In a Q&A published Dec. 31, the World Health Organization said, "The proportion of the population that must be vaccinated against COVID-19 to begin inducing herd immunity is not known. This is an important area of research and will likely vary according to the community, the vaccine, the populations prioritized for vaccination, and other factors."
Similarly, Mayorga called herd immunity a "moving target" that is influenced by many different things, pointing to the new, more contagious variant of the virus as an example.
How will we know when herd immunity has been achieved?
Mayorga's guess is that it's when we see a significant drop in new cases in the community. Mansfield said he is relying on the CDC to analyze the data and calculate the percentage, saying it's not something that would be done on the local level or even the state level.
There's also the possibility that states could end up with very different vaccination rates. What happens if Connecticut sees higher vaccination rates and cases going down before the rest of the country?
Cahill said residents still shouldn't resume more normal activities yet, commenting on the ease of travel and saying we "shouldn't consider ourselves unique or an island."

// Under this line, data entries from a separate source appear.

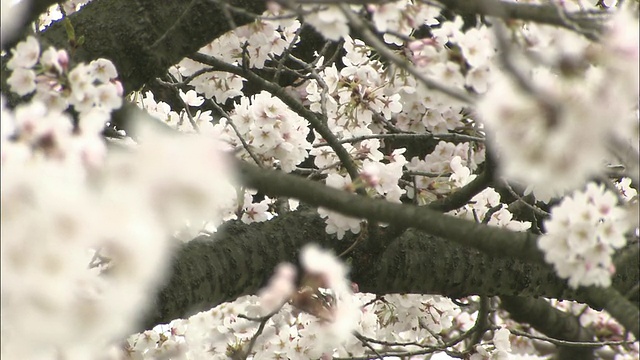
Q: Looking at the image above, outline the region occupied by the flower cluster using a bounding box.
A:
[120,292,460,360]
[214,91,311,172]
[450,156,531,231]
[538,183,628,288]
[7,36,123,117]
[0,92,235,359]
[477,11,639,197]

Of course, states may make very different decisions on what to reopen or what to allow when, as they have done with closures throughout the pandemic.
"The mitigation measures that people have put in place have varied pretty dramatically, so I think whenever that happens, there's a lack of consistency and that can affect the public's trust about what's safe and what's not safe," Mansfield said.
But he wouldn't be surprised if different approaches are taken in different states based on herd immunity levels and transmission rates, and Mayorga thinks it's likely that a state will have restrictions lifted if it has a better vaccination rate.
Some foresee a future where people might have to show proof of vaccination to go to different places or do different activities.
"If I were to imagine what it might look like as we progress towards more vaccination, I can think that perhaps there's a vaccination passport, proof of vaccination, that allows you to attend certain events, fly to certain countries," Mayorga said. He thinks time will tell, but said maybe someone could go to a Broadway show but only if they have proof of vaccination.
Mansfield said he hasn't heard any discussion about this concept but it wouldn't surprise him if some entities decided to only provide services to people who have been vaccinated.
Dr. Ramindra Walia, chief medical officer for UCFS Healthcare, considers the vaccine another weapon that we have but not the ultimate weapon. He hopes it will become the ultimate weapon but said we don't have the information to know that yet.
Walia said with the vaccine, "we should start being hopeful, we should start being optimistic, but we shouldn't start being careless."
Mansfield said there are many variables determining what the future will look like, such as vaccine supply, how many people are willing to be vaccinated, and what herd immunity is. But he thinks if we can vaccinate a lot of the population in relatively short order, "I'm very hopeful that we'll be approaching some sense of normalcy in the middle of the year."